Twitter illegally fired an employee who complained about Elon Musk’s return-to-office mandates, the National Labor Relations Board said.
In the formal complaint issued by the NLRB on Friday, the company now called X is accused of breaking a federal law that prohibits businesses from punishing employees for communicating or organizing with others about working conditions.
It’s the first case filed by the NLRB against X and refers to the response from a former employee to Musk’s statement that staff who didn’t start coming into the office would be fired.
“If you can physically make it to an office and you don’t show up, resignation accepted,” Musk said.
The complaint says that Yao Yue, a principal software engineer, criticized Musk’s policy, tweeting “don’t resign, let him fire you,” and posting “don’t be fired. Seriously” in a company Slack channel, CNBC reported.
Yue was then fired five days later in November, with the only explanation given was that she’d violated an unspecified company policy.
After 12 amazing years and 3 weeks of chaos, I’m officially fired by Twitter.
Never expected I would have stayed this long, and never expected I would be this relieved to be gone.
I have a lot of stories to tell. But to my fellow (ex-)tweeps-#LoveWhereYouWorked 🫡 pic.twitter.com/lVWbqpcSXO
— Yao Yue 岳峣 (@thinkingfish) November 15, 2022
The complaint states that X “unlawfully discharged the employee for exercising their right to protected concerted activity under the National Labor Relations Act,” per Axios.
Shortly after taking control of Twitter late last year, Musk reversed a remote work policy put in place by former CEO Jack Dorsey.
Musk’s been consistently adamant about workers at his companies, from X to Tesla, being in the office five days a week – going as far as calling remote work “morally wrong.”
His attempts to enforce these strict RTO policies have seen him monitor internal communication and fire staff for criticizing him, in circumstances not dissimilar to Yue’s case.

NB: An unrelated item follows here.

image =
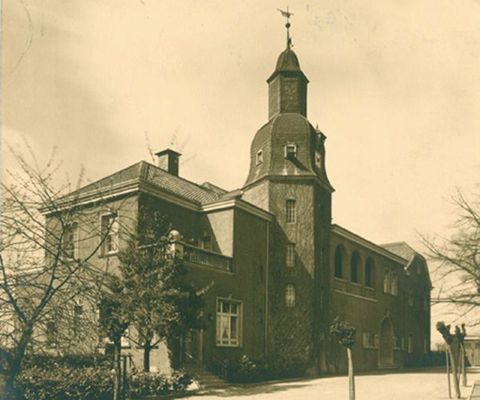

In one example previously reported by Insider, Daniel Fletcher, who appeared to be a software engineer at Twitter, tweeted: “I’ve been fired for unspecified recent behavior in violation of unnamed company policy i.e. hanging out in the #social-watercooler.” He had also retweeted some posts that were critical of Musk’s leadership.
A hearing for Yue’s complaint is scheduled for January 30 in San Francisco.
The NLRB and X did not immediately respond to requests for comment from Insider, made outside normal working hours.